Com os dados disponíveis, porém, não é possível saber se a redução do predador nativo se deu por competição indireta, uma vez que tanto ele quanto o peixe invasor podem atacar as mesmas presas. Outra possibilidade é que a corvina, que pode chegar a 80 centímetros, esteja predando o dentudo, cujos adultos chegam a cerca de 30 centímetros. Sendo um peixe de águas paradas, típica de lagoas, lagos e reservatórios, a corvina se beneficiou do ambiente criado pela barragem. Essa pode ser outra vantagem em relação ao predador nativo, de águas correntes.

Espécies introduzidas

As espécies invasoras são um problema global e ocorrem em todo tipo de ambiente, tanto terrestres quanto aquáticos. No Brasil, o prejuízo causado por animais, plantas e microrganismos advindos de outros ecossistemas foi estimado em R$ 15 bilhões por ano. O dado é do Relatório Temático sobre Espécies Exóticas Invasoras, Biodiversidade e Serviços Ecossistêmicos, lançado em março pela Plataforma Brasileira de Biodiversidade e Serviços Ecossistêmicos (BPBES), que tem apoio da FAPESP por meio do programa BIOTA.

Pesquisadores realizam coleta de peixes em reservatório no estado de São Paulo - Foto: Igor Paiva Ramos/Feis-Unesp
Pesquisadores realizam coleta de peixes em reservatório no estado
de São Paulo – Foto: Igor Paiva Ramos/Feis-Unesp

No estudo da Unesp, os pesquisadores ressaltam que outras espécies introduzidas aparecem nos registros do reservatório de Jaguari, como os também amazônicos tucunarés (Cichla spp.) e as tilápias (Oreochromis niloticus e Coptodon rendalli), que são africanas.

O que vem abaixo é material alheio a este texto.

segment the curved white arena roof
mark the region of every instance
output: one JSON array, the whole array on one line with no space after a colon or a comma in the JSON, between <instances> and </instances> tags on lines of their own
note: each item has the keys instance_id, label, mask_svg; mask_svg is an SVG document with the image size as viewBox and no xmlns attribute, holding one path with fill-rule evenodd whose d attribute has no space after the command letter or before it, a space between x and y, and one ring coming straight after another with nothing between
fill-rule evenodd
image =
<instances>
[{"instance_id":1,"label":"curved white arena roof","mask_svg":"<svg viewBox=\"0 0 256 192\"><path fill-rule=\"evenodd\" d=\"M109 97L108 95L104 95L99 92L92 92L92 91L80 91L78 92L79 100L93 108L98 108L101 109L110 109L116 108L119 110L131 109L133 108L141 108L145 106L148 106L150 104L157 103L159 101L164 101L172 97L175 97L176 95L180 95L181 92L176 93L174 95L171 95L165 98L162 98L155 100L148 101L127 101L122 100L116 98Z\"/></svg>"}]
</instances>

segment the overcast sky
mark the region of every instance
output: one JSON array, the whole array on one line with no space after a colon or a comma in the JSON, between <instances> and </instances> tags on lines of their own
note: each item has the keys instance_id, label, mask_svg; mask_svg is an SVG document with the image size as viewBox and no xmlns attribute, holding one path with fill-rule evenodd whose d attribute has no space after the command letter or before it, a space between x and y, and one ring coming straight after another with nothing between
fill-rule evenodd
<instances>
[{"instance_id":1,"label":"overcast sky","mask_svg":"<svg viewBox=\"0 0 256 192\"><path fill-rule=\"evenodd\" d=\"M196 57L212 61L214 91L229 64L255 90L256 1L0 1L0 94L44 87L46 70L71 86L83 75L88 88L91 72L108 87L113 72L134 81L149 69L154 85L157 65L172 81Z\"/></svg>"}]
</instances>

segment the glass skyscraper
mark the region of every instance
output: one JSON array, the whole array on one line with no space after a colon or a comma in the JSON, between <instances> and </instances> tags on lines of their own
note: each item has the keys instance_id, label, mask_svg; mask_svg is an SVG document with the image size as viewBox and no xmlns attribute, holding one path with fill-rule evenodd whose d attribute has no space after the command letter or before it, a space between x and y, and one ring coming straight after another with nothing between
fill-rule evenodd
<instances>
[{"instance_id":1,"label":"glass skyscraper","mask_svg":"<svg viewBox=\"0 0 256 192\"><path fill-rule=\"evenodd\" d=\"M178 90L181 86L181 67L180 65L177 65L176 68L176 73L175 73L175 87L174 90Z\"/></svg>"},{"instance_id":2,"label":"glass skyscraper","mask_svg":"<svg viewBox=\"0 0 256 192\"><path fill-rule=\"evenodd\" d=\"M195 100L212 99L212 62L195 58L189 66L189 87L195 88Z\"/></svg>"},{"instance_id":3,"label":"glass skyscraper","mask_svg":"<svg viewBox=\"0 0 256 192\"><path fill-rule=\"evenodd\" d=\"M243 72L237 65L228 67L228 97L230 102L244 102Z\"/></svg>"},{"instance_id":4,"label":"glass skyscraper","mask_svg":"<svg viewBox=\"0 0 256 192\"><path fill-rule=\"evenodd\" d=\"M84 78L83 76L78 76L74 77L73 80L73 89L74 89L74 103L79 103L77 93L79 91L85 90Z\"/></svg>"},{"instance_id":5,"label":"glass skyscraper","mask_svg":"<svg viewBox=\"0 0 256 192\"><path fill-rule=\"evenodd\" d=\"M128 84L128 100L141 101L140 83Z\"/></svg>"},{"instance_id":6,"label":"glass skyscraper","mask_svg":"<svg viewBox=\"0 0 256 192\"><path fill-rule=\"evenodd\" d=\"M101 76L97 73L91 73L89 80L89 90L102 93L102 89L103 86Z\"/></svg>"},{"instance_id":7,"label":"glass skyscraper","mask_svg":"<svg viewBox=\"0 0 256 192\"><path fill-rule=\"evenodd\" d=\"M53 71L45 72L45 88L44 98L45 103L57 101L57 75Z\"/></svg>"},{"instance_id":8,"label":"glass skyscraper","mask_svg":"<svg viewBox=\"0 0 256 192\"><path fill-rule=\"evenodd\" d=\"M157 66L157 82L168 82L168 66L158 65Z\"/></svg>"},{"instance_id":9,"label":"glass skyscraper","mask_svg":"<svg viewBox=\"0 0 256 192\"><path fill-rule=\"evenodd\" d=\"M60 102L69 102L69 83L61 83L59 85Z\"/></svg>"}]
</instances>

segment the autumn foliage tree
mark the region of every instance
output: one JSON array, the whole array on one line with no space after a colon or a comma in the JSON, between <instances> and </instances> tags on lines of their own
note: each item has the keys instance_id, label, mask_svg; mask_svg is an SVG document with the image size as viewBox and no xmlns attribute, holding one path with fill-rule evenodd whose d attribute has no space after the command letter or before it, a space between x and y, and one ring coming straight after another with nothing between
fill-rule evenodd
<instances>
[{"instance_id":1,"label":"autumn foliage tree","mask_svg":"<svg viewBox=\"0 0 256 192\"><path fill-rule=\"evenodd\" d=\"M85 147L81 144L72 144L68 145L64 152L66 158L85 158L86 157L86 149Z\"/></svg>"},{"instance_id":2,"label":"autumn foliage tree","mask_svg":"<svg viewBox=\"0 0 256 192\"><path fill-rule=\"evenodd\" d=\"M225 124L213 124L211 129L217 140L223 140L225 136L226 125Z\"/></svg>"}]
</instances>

No entanto, numa quantidade muito pequena, voltando as suspeitas sobre a redução da diversidade nativa para a corvina.

A perda de diversidade observada pelos pesquisadores se dá nas três dimensões levadas em conta quando se avalia esse tipo de impacto: taxonômica, funcional e filogenética. Em linhas gerais, no período estudado, notaram-se perdas na riqueza de espécies, a substituição de muitas espécies raras e especialistas por poucas generalistas, além de diferenças significativas na composição de espécies e suas abundâncias dentro das comunidades de peixes do local. Grupos evolutivos inteiros se perderam.

Repesa do Jaguari, SP
Repesa do Jaguari, SP

Problema social

Soluções para o problema não são simples. Uma vez que se estabeleceu no ambiente, a espécie é tida como um importante recurso pesqueiro, tanto para subsistência quanto para a pesca esportiva. Erradicá-la poderia acarretar problemas sociais. O peixe se tornou comum em grande parte do Brasil. Uma vez que substituiu espécies nativas, acabou ganhando um papel social importante nas economias locais.

Ainda assim, propõe-se ações similares às de outros países com espécies invasoras. No caso, o incentivo à pesca da espécie durante todo o ano, sem limite de tamanho e sem respeitar o período reprodutivo, a fim de erradicar ou ao menos reduzir sua presença. No entanto, as legislações nacional e estadual restringem a pesca não apenas às espécies nativas, como deve ser feito, mas também impõem algumas restrições às invasoras. Dessa forma, acabam perpetuando as que são nocivas à fauna local.

Os técnicos lembram, porém, que erradicar espécies invasoras não leva necessariamente ao retorno das nativas. Não é certo que, ao tirar a corvina, uma outra invasora não tomará o seu lugar. O ambiente já foi modificado de tal forma que pode não ser mais adequado para os antigos habitantes.